What Reline collects, why we collect it, and how to remove it.

Reline is an AI note-taking product. We record audio, transcribe it, generate summaries with large language models, and store the result so you can search, share, and collaborate on it.

This policy describes what we collect, why we collect it, who has access, and how to remove it. We've kept it short on purpose. If something is unclear, email privacy@reline.so.

Who we are. The data controller for your account data is Reline AI, Inc. ("Reline"). For workspace content you create or share, your organization (or you, on a personal plan) is the controller and Reline acts as a processor under our Data Processing Addendum. You can reach our privacy team at privacy@reline.so; our registered postal address is available on request.

Account data. Name, email, profile image, and SSO provider identifiers (Google or Microsoft Entra ID).

Workspace content. Notes, transcripts, recordings, summaries, Lenses, and chat threads you create or that are shared with you.

Calendar metadata. If you connect Google or Microsoft, we receive each event's title, description, start and end time, all-day flag, location, attendee list (email, name, and RSVP status), organizer, conference/meeting link, and recurring-series identifier — used to show your meetings, attach notes to them, and build your private contacts directory. See the Google API Services section for the full Google Calendar disclosure.

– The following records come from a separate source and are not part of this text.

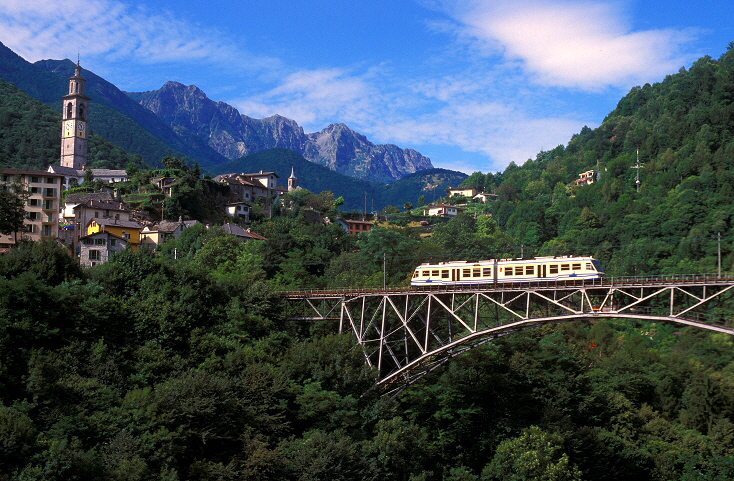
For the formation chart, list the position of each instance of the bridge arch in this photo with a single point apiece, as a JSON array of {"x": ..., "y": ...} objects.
[{"x": 406, "y": 334}]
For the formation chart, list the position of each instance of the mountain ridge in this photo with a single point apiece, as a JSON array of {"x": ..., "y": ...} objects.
[{"x": 188, "y": 110}]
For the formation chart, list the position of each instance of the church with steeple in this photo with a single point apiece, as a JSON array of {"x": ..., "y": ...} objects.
[
  {"x": 74, "y": 123},
  {"x": 74, "y": 136}
]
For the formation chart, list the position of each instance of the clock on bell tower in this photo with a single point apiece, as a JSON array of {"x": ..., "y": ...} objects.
[{"x": 74, "y": 123}]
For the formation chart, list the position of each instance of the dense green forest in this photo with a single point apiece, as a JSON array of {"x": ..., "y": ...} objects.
[
  {"x": 684, "y": 130},
  {"x": 179, "y": 363}
]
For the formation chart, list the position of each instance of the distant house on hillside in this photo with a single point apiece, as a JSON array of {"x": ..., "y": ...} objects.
[
  {"x": 586, "y": 178},
  {"x": 164, "y": 230},
  {"x": 482, "y": 197},
  {"x": 238, "y": 209},
  {"x": 97, "y": 248},
  {"x": 354, "y": 226},
  {"x": 73, "y": 200},
  {"x": 242, "y": 234},
  {"x": 41, "y": 206},
  {"x": 248, "y": 187},
  {"x": 464, "y": 191},
  {"x": 444, "y": 210}
]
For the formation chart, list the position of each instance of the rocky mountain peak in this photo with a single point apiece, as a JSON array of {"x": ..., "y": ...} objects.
[{"x": 191, "y": 113}]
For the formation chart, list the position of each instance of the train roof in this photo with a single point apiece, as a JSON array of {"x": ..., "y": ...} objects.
[{"x": 516, "y": 260}]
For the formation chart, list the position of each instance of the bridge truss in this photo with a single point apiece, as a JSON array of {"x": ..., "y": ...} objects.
[{"x": 406, "y": 334}]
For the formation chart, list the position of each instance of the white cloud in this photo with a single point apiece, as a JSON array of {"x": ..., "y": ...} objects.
[
  {"x": 567, "y": 43},
  {"x": 310, "y": 97}
]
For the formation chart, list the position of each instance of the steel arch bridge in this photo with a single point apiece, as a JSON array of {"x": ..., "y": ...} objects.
[{"x": 406, "y": 333}]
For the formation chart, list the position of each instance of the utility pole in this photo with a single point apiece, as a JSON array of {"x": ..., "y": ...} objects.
[
  {"x": 638, "y": 166},
  {"x": 384, "y": 270},
  {"x": 719, "y": 254}
]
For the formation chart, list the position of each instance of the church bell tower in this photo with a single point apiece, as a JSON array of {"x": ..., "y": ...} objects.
[{"x": 74, "y": 123}]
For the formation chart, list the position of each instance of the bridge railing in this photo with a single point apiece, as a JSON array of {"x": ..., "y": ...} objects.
[{"x": 645, "y": 281}]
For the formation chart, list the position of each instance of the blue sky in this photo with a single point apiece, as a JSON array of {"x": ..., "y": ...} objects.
[{"x": 471, "y": 84}]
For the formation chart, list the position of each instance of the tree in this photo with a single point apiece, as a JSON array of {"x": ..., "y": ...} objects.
[
  {"x": 535, "y": 455},
  {"x": 88, "y": 177},
  {"x": 12, "y": 207},
  {"x": 173, "y": 163}
]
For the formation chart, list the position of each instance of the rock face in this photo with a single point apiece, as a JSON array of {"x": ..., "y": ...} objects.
[{"x": 191, "y": 113}]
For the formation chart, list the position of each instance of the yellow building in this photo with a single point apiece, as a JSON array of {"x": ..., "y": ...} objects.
[{"x": 124, "y": 229}]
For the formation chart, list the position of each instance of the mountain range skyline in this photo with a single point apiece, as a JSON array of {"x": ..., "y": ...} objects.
[{"x": 471, "y": 85}]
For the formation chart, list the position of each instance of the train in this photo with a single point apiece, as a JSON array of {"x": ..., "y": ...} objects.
[{"x": 505, "y": 271}]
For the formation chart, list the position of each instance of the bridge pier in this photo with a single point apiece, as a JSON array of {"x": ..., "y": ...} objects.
[{"x": 407, "y": 333}]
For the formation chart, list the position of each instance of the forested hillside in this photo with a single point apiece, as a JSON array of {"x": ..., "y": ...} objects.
[
  {"x": 684, "y": 130},
  {"x": 430, "y": 183},
  {"x": 113, "y": 115},
  {"x": 179, "y": 363}
]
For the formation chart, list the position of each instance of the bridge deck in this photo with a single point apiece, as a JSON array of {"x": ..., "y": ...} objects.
[{"x": 405, "y": 333}]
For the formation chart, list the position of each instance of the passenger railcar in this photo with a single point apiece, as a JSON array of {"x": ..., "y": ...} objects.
[{"x": 501, "y": 271}]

Operational telemetry. Crash reports and product-usage metrics — which features are used and where errors happen — used for capacity planning and bug-fixing. When you are signed in and have consented, these events are associated with your account (your user ID, email, and name) so we can support you and understand real usage; you can opt out at any time. Our product-usage events do not contain note, transcript, or recording content. If you consent to analytics, session recordings may additionally capture your on-screen activity — including note and transcript content visible while you use Reline — to help us reproduce and fix issues; password fields are always masked and we do not record network payloads. You can decline or withdraw consent at any time. See our cookie policy for the specifics.

• To provide the product (record, transcribe, summarize, sync).
• To enforce per-plan quotas (free plan: 1 hour per note, 10 hours per user per month).
• To investigate bugs, abuse, and security incidents.
• To process payments and manage your subscription.
• With your consent, to measure product usage so we can improve Reline.

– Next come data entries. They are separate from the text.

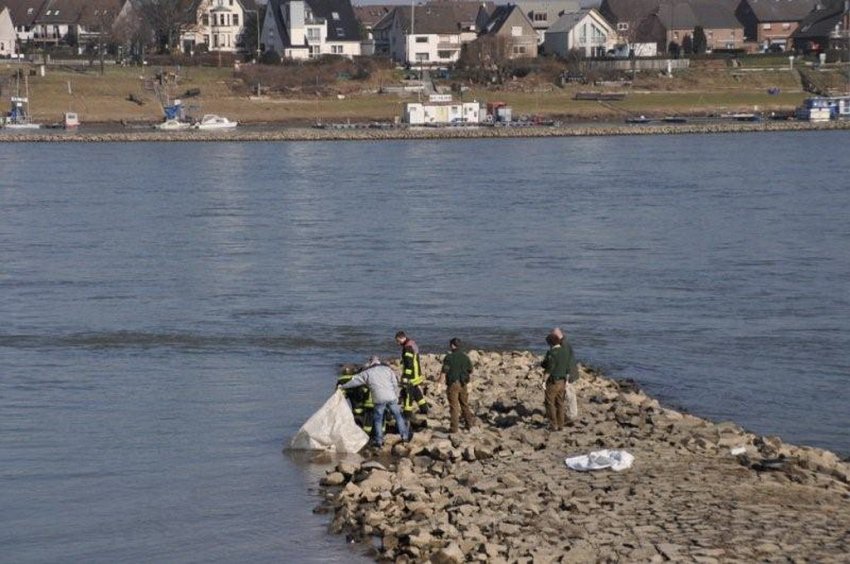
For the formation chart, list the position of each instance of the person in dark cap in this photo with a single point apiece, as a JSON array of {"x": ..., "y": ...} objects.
[
  {"x": 559, "y": 364},
  {"x": 457, "y": 368}
]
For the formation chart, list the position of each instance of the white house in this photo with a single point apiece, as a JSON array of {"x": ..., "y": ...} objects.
[
  {"x": 543, "y": 13},
  {"x": 220, "y": 24},
  {"x": 7, "y": 34},
  {"x": 304, "y": 29},
  {"x": 432, "y": 34},
  {"x": 441, "y": 110},
  {"x": 585, "y": 31},
  {"x": 23, "y": 14},
  {"x": 75, "y": 22}
]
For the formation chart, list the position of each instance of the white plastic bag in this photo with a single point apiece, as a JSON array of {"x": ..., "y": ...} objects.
[
  {"x": 331, "y": 428},
  {"x": 600, "y": 459}
]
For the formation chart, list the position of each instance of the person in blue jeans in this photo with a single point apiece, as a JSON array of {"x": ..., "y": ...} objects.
[{"x": 383, "y": 384}]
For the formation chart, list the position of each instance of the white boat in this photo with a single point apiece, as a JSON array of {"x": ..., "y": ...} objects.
[
  {"x": 173, "y": 125},
  {"x": 212, "y": 121},
  {"x": 70, "y": 120},
  {"x": 19, "y": 115}
]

Legal bases (GDPR Art. 6). Where the GDPR applies, we rely on: performance of a contract (Art. 6(1)(b)) to deliver the service you sign up for, including recording, transcription, summarization, sync, and billing; our legitimate interests (Art. 6(1)(f)) in keeping the service secure, preventing abuse, and fixing bugs, balanced against your rights; your consent (Art. 6(1)(a)) for optional product analytics and any non-essential cookies, which you can withdraw at any time; and compliance with a legal obligation (Art. 6(1)(c)) where the law requires us to retain or disclose data.

What we never do. We do not sell your data. We do not use your audio or transcripts to train third-party AI models. Other than the sub-processors that operate Reline (listed below) and, where you consent, the session-recording analytics described above, we do not share workspace content with anyone outside your workspace, except under your explicit instruction or legally required disclosure.

If you connect a Google account, Reline requests three read-only scopes: the Google Calendar events scope (https://www.googleapis.com/auth/calendar.events.readonly), to read events from your primary calendar, plus userinfo.email and userinfo.profile, to identify your account at sign-in. Using the calendar scope, Reline reads metadata from your primary calendar only: each event's title, description, start and end time, all-day flag, status, location, conference/meeting link (Zoom, Google Meet, or Microsoft Teams), the organizer (name and email), the attendee list (each attendee's email, display name, and RSVP response status), and the recurring-series identifier. We read only your primary calendar and never create, modify, delete, or share calendar events.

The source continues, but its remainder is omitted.